在本申请的一个实施例中,服务器103可以通过获取待识别方言语音;将待识别方言语音输入编码模型得到与待识别方言语音对应的待识别低维序列,编码模型是基于使用普通话训练样本集训练得到的第一比对模型和使用方言训练样本集训练的第二比对模型得到的,其中,第一比对模型包括:多个第一特征提取模块,用于提取普通话语音样本的普通话语音特征,每个第一特征提取模块包括卷积层、与卷积层的输出连接的池化层和与池化层的输出连接的全连接层,其中,卷积层有多个,多个卷积层之间采用跳跃连接的方式连接,以获得更远范围的特征;第一高维编码模块,与多个第一特征提取模块中最后一个模块的输出连接,用于将普通话语音特征进行高维编码, 得到普通话高维序列,以得到普通话语音样本中多个维度的特征;第一回归模块,与第一高维编码模块的输出连接,用于将普通话高维序列转化为普通话低维序列,从多个维度的特征中提取出关键特征,第一回归模块包括循环神经网络的隐藏层,隐藏层有多个,多个隐藏层中相邻的两个隐藏层之间设置一层聚焦层,以更准确的提取样本特征;第二比对模型包括:多个第二特征提取模块,用于提取方言语音样本的方言语音特征,每个第二特征提取模块包括卷积层、与卷积层的输出连接的池化层和与池化层的输出连接的全连接层,其中,卷积层有多个,多个卷积层之间采用跳跃连接的方式连接,以获得更远范围的特征;第二高维编码模块,与多个第二特征提取模块中最后一个模块的输出连接,用于将方言语音特征进行高维编码,得到方言高维序列,以得到方言语音样本中多个维度的特征;第二回归模块,与第二高维编码模块的输出连接,用于将方言高维序列转化为方言低维序列,从多个维度的特征中提取出关键特征,第二回归模块包括循环神经网络的隐藏层,隐藏层有多个,多个隐藏层中相邻的两个隐藏层之间设置一层聚焦层,以更准确的提取样本特征;基于第一比对模型和第二比对模型得到编码模型的过程,包括:将第一比对模型通过无监督的知识蒸馏方法向第二比对模型进行知识蒸馏得到编码模型;将示例普通话语音输入第一比对模型,并将与和示例普通话语音相同语义的方言语音输入编码模型;获取第一比对模型的输出和编码模型的输出,计算第一比对模型的输出和编码模型的输出之间的差异度;基于第一比对模型的输出和编码模型的输出之间的差异度调整编码模型,由于普通话和方言之间虽然有一定差异,但是也有很多相同之处,普通话样本可以弥补方言语音样本数量不足的问题,无监督蒸馏无需进行数据标记使训练过程更加简单,同时,基于差异度调整编码也能对普通话语音样本中与方言语音样本中差异进行校正,在补充样本数量的同时又能够提高编码模型识别方言语音的能力,使得到的编码模块能够在一定程度上提高方言语音识别的准确性,将待识别低维序列进行解码,得到与待识别方言语音对应的文本,由于第一比对模型与第二比对模型输出的编码中已经包含了训练样本的特征,在进行知识蒸馏之前无需解码能够减少训练编码模型需要的时间,在得到编码模型的过程中无需解码,相比于在第一比对模型和第二比对模型中分别解码,在编码模型后解码将两次解码简化为一次解码,在获得准确识别方言语音的编码模型的同时,提高了方言语音识别的效率。

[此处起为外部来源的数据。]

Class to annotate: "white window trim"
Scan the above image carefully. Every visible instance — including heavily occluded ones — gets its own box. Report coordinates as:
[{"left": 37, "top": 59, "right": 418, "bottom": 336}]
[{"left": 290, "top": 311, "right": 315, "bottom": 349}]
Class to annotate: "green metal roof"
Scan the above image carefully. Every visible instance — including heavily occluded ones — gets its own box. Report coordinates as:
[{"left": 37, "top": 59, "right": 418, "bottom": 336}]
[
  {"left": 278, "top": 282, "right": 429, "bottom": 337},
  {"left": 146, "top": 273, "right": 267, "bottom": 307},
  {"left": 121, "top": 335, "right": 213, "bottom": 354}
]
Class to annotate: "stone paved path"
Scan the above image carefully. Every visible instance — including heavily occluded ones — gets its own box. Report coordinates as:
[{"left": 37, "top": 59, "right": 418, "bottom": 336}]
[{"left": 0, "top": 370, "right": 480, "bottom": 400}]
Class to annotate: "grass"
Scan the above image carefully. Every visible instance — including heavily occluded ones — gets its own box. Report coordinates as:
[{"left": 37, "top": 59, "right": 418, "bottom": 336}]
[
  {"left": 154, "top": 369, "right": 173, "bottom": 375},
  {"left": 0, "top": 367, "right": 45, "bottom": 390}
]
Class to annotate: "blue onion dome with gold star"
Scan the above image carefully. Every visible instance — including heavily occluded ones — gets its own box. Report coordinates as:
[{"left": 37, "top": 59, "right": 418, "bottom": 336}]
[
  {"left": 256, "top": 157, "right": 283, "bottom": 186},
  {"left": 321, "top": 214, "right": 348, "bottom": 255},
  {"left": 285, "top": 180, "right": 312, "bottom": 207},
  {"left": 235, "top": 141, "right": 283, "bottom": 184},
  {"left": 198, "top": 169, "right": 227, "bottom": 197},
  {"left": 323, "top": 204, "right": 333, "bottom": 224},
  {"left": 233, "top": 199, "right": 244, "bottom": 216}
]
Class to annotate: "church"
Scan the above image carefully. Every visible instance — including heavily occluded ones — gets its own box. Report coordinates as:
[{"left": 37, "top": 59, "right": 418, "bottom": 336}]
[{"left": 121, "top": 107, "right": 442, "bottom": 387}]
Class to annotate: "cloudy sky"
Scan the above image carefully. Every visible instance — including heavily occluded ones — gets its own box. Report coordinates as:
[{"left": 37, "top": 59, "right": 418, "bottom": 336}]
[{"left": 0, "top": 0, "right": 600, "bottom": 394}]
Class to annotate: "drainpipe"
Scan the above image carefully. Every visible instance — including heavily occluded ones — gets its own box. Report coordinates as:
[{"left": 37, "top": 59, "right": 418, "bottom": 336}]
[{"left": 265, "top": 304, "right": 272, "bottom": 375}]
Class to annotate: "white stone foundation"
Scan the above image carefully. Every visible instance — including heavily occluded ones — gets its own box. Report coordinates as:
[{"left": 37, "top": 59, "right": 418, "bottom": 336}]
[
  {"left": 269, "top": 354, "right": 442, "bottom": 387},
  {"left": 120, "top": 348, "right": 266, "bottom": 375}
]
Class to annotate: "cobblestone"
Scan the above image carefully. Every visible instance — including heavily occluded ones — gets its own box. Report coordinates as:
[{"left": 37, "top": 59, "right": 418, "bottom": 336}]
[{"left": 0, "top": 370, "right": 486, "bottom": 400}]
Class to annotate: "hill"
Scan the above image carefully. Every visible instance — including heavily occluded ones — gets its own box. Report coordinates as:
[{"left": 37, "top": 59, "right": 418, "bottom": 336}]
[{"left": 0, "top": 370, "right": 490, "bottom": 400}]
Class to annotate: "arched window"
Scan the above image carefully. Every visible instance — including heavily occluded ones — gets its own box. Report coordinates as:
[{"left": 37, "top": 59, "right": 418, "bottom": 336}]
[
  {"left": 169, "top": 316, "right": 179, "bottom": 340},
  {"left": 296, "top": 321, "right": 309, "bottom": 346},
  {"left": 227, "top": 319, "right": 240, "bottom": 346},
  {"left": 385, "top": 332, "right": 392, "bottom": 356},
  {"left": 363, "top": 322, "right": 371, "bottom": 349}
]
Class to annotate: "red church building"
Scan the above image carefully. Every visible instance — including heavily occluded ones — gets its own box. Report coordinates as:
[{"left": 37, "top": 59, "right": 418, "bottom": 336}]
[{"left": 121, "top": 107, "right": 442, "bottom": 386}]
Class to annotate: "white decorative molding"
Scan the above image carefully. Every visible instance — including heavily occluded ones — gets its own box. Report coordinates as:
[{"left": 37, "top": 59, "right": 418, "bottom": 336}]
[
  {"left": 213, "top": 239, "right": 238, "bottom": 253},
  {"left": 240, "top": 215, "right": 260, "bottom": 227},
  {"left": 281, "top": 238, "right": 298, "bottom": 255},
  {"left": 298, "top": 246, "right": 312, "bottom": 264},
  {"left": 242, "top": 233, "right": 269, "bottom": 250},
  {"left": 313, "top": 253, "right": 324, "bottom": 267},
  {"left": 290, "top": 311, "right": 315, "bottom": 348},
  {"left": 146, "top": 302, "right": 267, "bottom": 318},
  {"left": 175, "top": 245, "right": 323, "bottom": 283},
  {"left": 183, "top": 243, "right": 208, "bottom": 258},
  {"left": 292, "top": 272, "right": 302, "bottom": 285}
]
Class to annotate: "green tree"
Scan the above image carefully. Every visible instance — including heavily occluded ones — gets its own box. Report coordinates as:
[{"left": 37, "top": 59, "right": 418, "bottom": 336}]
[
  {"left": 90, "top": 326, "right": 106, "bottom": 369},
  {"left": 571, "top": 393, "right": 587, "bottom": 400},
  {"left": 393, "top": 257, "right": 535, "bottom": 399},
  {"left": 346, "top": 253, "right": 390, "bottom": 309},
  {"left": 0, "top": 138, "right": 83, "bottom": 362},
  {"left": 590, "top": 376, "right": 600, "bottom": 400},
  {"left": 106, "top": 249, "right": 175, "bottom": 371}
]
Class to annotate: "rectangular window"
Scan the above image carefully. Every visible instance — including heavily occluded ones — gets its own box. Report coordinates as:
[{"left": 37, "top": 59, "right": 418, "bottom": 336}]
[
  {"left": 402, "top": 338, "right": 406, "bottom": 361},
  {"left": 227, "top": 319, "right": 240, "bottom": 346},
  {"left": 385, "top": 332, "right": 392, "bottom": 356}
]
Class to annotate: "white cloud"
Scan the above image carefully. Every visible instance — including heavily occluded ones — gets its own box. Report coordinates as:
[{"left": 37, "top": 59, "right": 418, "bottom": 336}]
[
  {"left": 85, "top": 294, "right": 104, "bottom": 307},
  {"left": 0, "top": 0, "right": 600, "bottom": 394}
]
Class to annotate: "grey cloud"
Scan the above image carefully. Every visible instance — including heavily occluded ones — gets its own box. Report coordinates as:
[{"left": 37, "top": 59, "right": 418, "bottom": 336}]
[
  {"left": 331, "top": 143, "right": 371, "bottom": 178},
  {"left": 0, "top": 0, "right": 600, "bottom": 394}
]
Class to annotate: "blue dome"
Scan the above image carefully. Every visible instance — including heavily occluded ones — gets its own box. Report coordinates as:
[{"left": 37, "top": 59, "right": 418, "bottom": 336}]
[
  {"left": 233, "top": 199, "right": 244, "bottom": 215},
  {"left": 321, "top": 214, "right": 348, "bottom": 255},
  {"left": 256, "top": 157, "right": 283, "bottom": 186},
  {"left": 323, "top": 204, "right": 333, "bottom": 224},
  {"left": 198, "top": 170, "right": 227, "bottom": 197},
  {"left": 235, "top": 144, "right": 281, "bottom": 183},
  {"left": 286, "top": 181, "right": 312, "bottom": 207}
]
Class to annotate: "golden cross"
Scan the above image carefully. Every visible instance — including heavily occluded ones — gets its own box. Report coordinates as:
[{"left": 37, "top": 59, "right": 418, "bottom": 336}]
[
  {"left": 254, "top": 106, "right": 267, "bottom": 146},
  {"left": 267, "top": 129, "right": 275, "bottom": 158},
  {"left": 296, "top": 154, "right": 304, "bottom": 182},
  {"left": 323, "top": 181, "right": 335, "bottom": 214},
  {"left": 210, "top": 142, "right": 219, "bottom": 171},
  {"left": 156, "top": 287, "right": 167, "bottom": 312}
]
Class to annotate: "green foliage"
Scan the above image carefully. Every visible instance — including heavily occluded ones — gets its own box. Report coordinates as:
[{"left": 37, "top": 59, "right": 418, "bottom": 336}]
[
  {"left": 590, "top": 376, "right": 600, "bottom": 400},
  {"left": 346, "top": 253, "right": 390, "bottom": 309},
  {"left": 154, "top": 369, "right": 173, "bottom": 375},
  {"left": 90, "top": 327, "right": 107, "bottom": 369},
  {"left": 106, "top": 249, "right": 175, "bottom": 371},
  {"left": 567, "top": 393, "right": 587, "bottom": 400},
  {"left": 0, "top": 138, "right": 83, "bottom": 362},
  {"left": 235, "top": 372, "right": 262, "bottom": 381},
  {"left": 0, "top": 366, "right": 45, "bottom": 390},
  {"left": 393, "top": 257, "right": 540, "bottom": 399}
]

需要说明的是,本申请实施例所提供的方言语音识别方法一般由服务器103执行,相应地,方言语音识别装置一般设置于服务器103中。但是,在本申请的其它实施例中,终端设备101也可以与服务器103具有相似的功能,从而执行本申请实施例所提供的方言语音识别方法。

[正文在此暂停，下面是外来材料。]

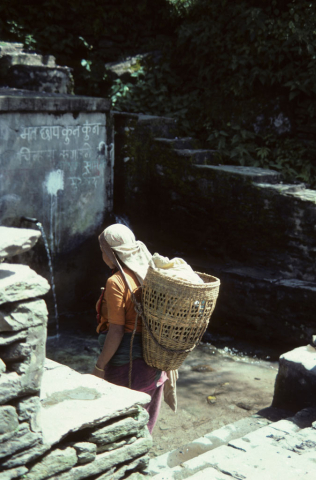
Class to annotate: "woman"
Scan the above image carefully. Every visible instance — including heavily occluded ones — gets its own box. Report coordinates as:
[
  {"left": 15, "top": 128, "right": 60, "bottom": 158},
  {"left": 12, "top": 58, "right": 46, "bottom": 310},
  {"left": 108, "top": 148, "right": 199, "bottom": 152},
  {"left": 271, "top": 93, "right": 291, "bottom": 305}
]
[{"left": 93, "top": 224, "right": 167, "bottom": 433}]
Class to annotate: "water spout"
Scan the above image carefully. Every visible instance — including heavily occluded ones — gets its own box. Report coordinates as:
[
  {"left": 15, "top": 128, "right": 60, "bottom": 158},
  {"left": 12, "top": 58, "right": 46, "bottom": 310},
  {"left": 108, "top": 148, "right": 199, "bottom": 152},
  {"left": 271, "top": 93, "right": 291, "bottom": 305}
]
[{"left": 36, "top": 222, "right": 59, "bottom": 338}]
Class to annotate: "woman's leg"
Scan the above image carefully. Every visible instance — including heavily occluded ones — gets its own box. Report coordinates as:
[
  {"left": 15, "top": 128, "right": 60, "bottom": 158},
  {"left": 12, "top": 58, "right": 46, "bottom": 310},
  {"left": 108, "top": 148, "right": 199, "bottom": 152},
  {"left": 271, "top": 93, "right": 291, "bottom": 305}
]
[{"left": 145, "top": 385, "right": 163, "bottom": 433}]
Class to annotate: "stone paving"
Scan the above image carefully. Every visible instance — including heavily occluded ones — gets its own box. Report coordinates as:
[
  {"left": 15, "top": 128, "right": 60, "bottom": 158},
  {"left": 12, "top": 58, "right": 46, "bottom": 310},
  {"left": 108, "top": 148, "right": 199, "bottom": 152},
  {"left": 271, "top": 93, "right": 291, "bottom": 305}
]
[{"left": 149, "top": 408, "right": 316, "bottom": 480}]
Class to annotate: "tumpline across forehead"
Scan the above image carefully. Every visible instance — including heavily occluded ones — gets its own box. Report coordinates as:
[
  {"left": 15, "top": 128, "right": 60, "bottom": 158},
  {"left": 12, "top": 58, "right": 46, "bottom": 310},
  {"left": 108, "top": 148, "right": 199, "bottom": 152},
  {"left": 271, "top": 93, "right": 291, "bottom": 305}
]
[{"left": 99, "top": 223, "right": 135, "bottom": 247}]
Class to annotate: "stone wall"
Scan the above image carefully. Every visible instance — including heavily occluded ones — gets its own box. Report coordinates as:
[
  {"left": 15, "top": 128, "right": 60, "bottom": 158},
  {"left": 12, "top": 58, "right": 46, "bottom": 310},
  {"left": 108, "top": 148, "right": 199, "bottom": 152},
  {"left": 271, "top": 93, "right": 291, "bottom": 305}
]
[
  {"left": 0, "top": 227, "right": 152, "bottom": 480},
  {"left": 0, "top": 89, "right": 114, "bottom": 315},
  {"left": 114, "top": 113, "right": 316, "bottom": 348}
]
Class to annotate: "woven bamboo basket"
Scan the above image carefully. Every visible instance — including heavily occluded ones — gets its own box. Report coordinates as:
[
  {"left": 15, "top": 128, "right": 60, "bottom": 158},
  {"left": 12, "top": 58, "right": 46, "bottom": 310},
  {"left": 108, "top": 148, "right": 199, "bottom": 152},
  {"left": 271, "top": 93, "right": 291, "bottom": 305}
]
[{"left": 142, "top": 267, "right": 220, "bottom": 371}]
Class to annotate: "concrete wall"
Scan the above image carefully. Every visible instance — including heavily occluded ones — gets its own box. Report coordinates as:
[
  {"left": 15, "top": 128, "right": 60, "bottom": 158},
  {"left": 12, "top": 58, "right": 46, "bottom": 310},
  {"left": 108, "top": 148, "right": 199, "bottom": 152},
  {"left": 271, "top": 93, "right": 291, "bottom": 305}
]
[
  {"left": 114, "top": 113, "right": 316, "bottom": 348},
  {"left": 0, "top": 90, "right": 114, "bottom": 255},
  {"left": 0, "top": 89, "right": 114, "bottom": 322}
]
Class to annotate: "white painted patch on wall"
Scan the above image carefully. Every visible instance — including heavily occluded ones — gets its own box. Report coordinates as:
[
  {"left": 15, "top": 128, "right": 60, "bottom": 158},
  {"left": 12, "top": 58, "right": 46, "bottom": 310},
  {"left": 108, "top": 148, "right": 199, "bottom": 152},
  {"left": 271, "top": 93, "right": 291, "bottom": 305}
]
[
  {"left": 45, "top": 170, "right": 64, "bottom": 195},
  {"left": 43, "top": 170, "right": 64, "bottom": 255}
]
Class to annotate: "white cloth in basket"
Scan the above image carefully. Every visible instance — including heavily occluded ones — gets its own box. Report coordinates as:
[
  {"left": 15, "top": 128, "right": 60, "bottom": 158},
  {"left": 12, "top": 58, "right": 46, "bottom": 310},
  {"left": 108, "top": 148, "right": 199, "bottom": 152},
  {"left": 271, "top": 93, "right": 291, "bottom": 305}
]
[{"left": 149, "top": 253, "right": 204, "bottom": 283}]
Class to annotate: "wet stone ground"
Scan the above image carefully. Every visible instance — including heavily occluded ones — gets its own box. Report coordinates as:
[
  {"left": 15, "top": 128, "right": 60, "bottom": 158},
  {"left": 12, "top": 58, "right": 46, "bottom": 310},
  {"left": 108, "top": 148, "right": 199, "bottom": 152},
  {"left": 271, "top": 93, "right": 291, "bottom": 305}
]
[{"left": 47, "top": 331, "right": 278, "bottom": 456}]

以下对本申请实施例的技术方案的实现细节进行详细阐述:
图2示意性示出了根据本申请的一个实施例的方言语音识别方法的流程图,该方言语音识别方法的执行主体可以是服务器,比如可以是图1中所示的服务器103。
参照图2所示,该方言语音识别方法至少包括步骤S210至步骤S230,详细介绍如下:
在步骤S210中,获取待识别方言语音。
在本申请的一个实施例中,方言可以是各地地方话,如四川话、粤语、闽南语等,方言也可以是少数民族语言,如维吾尔族语、朝鲜族语等。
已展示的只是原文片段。